Una nuova ricerca mostra che il cervello partecipa attivamente alla guarigione dopo un attacco cardiaco, innescando una complessa interazione tra il sistema nervoso e quello immunitario. Questa scoperta sfida la visione tradizionale del recupero cardiaco come un processo puramente localizzato, rivelando un circuito di feedback precedentemente sconosciuto che ha un impatto significativo sulla riparazione dei tessuti.

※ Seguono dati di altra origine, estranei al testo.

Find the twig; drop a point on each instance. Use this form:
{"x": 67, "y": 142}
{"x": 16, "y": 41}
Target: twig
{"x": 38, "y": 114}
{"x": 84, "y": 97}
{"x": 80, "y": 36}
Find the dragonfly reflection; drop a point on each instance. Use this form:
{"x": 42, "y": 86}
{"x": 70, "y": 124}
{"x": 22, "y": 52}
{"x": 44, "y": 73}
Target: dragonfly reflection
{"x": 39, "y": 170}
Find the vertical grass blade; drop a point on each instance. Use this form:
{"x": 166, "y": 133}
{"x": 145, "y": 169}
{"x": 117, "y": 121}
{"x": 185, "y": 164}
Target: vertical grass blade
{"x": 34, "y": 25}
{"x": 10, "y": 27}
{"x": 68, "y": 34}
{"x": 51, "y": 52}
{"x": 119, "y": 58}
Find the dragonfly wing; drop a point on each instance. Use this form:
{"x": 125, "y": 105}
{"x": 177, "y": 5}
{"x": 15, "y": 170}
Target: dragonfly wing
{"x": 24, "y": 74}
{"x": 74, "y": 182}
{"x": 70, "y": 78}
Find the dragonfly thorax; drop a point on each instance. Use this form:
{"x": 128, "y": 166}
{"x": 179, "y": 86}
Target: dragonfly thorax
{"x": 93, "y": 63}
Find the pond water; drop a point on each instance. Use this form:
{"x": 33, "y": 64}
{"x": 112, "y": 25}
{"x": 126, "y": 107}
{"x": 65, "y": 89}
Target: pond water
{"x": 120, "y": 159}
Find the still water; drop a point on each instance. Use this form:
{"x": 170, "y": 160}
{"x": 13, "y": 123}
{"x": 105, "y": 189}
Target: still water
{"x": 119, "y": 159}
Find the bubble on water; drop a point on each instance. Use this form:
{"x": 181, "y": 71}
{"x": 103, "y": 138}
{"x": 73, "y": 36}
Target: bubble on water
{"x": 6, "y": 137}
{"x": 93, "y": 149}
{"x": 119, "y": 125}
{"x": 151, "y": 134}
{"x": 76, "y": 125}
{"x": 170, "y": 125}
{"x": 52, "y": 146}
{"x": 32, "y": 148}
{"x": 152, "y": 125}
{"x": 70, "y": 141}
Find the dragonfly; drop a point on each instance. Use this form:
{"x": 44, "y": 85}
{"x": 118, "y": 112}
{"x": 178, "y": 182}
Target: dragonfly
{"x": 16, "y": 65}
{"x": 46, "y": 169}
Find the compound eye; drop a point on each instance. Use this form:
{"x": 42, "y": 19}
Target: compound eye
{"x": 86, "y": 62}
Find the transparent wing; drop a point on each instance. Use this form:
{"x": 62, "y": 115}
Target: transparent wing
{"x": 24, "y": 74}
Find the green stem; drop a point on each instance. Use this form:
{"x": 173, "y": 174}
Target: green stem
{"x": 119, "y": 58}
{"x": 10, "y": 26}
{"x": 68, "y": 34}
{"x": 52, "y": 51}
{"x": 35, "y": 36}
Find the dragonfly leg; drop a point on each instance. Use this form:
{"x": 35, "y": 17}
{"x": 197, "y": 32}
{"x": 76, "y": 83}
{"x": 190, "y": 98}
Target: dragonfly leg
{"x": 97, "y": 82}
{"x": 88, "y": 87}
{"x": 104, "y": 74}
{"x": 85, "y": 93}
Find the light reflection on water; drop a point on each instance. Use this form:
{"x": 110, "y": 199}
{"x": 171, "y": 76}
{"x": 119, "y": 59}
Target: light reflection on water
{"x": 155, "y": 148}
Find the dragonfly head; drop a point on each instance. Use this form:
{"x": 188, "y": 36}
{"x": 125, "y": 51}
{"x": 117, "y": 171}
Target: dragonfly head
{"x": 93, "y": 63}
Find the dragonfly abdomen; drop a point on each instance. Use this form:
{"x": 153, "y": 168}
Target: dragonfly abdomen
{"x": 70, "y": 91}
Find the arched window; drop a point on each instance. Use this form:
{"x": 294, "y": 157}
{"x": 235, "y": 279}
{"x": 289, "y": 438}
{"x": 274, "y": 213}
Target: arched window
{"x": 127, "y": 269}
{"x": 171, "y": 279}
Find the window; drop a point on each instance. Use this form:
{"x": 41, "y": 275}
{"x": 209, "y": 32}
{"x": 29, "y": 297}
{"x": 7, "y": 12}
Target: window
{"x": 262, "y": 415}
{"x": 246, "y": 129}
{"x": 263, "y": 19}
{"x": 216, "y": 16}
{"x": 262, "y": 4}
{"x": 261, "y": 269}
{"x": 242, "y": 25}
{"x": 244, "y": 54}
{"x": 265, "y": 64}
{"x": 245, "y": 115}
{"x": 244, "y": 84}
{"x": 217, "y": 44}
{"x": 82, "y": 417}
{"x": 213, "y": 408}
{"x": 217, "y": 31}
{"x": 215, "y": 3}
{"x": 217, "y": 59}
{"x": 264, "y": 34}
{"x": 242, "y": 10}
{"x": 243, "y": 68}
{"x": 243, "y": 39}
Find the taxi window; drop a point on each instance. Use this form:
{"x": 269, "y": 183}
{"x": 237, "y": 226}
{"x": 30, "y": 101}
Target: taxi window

La connessione cuore-cervello

Per anni, gli scienziati sapevano che il cuore e il cervello erano collegati attraverso i neuroni sensoriali cardiaci, nervi che influenzano la pressione sanguigna e prevengono gli svenimenti. Tuttavia, uno studio condotto da Vineet Augustine presso l’Università della California, a San Diego, ha identificato un gruppo di neuroni sensoriali precedentemente sconosciuto che avvolge il ventricolo cardiaco. Questi neuroni rispondono al danno aumentando rapidamente di numero dopo un attacco cardiaco, suggerendo che il cuore segnala attivamente al cervello di avviare una risposta di guarigione.

Come funziona il sistema

Quando si verifica un attacco di cuore, questi neuroni appena attivati inviano segnali al centro di risposta allo stress del cervello, mettendo il corpo in uno stato di lotta o fuga. Ciò fa sì che il sistema immunitario dispieghi le cellule nel tessuto cardiaco danneggiato, formando tessuto cicatriziale che ripara il muscolo.

Lo studio ha scoperto che il blocco di questi segnali nervosi ha migliorato notevolmente il recupero nei topi, riducendo significativamente l’area lesionata. Ciò suggerisce una futura via terapeutica, in particolare in situazioni in cui un intervento chirurgico immediato non è fattibile.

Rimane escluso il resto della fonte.